At the General Assembly, all 193 member states discuss global concerns, including human rights, and make decisions and recommendations for action, including in the form of resolutions. The Universal Declaration of Human Rights, which has fueled the modern human rights movement, was itself part of an early General Assembly resolution. Because the General Assembly includes approximately 65 states that criminalize same-sex intimacy, it rarely tackles issues related to sexual orientation and gender identity head-on. Still, this political body can be used as a space to discuss issues related to LGBTIQ people’s human rights and to make progress, little by little.
Recently, LGBTIQ advocates celebrated the 20th anniversary of the first-ever reference to sexual orientation in a General Assembly resolution. This recurring resolution calls on states to promptly investigate all extrajudicial killings, including those based on sexual orientation—a first step toward holding states accountable for addressing violence against sexual and gender minorities. The term “gender identity” was added to the text in 2010. Then, in December 2021, the General Assembly made history when it adopted the second resolution that referenced sexual orientation and gender identity since the creation of the UN. This resolution addressed the difficulties that certain groups face in accessing election rights and participating in democracy—including on grounds of sexual orientation and gender identity. This November, the General Assembly also passed the first resolution to use terminology about “same-sex relations.” The resolution expressed concern about Iran’s treatment of minorities, including for the death penalty as punishment for same-sex relations. To date, no UN resolution addresses the human rights of intersex people.
The inclusion of language about sexual orientation, gender identity, and sex characteristics in UN resolutions is important for a variety of reasons. It sets an international precedent, opens up political discourse, and allows for more elevated action and discussion about these topics in other UN fora. States and UN agencies might use inclusive UN language to guide programming and to determine how they direct funding and resources, such as to populations most vulnerable to HIV/AIDS or to LGBTIQ people facing challenges as a result of armed conflict. Resolutions can also raise international visibility about LGBTIQ people and create more widespread acceptance of LGBTIQ people’s fundamental rights. They can provide fuel to pro-LGBTIQ policy-makers who seek to address human rights abuses and create legal protections for LGBTIQ individuals, mobilizing the moral and political force of the UN to confront resistance in their own countries. Finally, civil society and other stakeholders can hold member states accountable for their commitments to the rights of LGBTIQ people in UN resolutions.

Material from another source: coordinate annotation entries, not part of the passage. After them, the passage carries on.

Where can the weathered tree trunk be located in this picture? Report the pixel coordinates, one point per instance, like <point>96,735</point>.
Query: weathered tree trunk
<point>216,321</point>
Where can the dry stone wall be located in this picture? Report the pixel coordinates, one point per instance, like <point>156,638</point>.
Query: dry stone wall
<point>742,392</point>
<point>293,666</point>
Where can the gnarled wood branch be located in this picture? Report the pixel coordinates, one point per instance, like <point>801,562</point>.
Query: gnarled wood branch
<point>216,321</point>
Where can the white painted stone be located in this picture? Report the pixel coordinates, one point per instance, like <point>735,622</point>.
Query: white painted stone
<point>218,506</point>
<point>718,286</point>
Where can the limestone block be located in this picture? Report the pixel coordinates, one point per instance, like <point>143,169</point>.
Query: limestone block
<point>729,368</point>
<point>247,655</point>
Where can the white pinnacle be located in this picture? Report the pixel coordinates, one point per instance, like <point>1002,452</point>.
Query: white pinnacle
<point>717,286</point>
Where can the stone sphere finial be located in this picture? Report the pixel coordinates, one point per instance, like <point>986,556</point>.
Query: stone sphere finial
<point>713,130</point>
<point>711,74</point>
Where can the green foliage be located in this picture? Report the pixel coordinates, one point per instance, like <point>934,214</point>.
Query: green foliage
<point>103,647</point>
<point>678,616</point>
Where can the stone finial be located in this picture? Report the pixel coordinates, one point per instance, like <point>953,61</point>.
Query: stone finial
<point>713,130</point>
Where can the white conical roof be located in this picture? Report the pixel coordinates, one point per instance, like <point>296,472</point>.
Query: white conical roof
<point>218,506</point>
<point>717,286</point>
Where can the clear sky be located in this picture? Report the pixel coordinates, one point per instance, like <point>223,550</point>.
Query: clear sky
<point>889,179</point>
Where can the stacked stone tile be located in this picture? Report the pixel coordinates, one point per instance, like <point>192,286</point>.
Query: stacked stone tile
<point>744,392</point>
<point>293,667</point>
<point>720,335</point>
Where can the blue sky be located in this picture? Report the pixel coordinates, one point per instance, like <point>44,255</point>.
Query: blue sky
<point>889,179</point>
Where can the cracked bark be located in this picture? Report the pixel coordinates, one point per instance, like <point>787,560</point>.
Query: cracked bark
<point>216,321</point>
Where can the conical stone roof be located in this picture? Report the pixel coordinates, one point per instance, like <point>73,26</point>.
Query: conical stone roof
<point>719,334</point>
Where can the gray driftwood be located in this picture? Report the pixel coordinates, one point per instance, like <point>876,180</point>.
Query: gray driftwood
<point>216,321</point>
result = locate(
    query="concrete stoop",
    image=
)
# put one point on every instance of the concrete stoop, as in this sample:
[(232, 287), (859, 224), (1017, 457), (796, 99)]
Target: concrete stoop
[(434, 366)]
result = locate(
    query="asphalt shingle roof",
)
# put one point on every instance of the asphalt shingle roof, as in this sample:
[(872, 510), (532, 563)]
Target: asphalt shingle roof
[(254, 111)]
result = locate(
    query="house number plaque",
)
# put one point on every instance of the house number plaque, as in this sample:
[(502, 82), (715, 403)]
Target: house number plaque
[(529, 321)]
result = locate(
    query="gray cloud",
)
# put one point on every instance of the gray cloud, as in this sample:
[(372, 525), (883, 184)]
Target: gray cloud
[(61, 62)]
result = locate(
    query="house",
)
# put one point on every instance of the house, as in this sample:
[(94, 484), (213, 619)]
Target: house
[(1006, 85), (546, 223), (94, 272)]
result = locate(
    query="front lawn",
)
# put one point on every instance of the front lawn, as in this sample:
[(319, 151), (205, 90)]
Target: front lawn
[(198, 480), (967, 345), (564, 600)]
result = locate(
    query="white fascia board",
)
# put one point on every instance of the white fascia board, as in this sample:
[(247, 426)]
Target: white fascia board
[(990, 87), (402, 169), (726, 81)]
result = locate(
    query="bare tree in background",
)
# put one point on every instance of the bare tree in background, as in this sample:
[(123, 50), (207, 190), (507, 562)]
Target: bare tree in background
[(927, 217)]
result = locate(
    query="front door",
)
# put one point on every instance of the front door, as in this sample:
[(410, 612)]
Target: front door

Because of the rhetorical power of UN resolutions, however, anti-rights groups and states hostile to LGBTIQ people’s rights fight just as hard to keep inclusive language out of resolutions as groups like Outright International fight to keep it in. Anti-rights groups are active and well-funded in the international arena, and large coalitions of states have advocated for the removal of inclusive language in UN resolutions, lending more urgency to the struggle for inclusivity.
Adopting inclusive resolutions is, of course, only a first step in advocacy efforts: states must also implement them. Further, the scope of resolutions that reference sexual orientation and gender identity is extremely limited. Outright International aims to achieve full inclusion of LGBTIQ people at the UN, including consideration of all aspects of life that fall under the UN’s broad mandate to address “economic, social, cultural, or humanitarian” problems and promote human rights for all. Pushing for more inclusive resolutions on topics like sustainable development, peacebuilding, and humanitarian emergencies will be a crucial element of progress toward the holistic recognition and inclusion of LGBTIQ people everywhere in all spheres of life.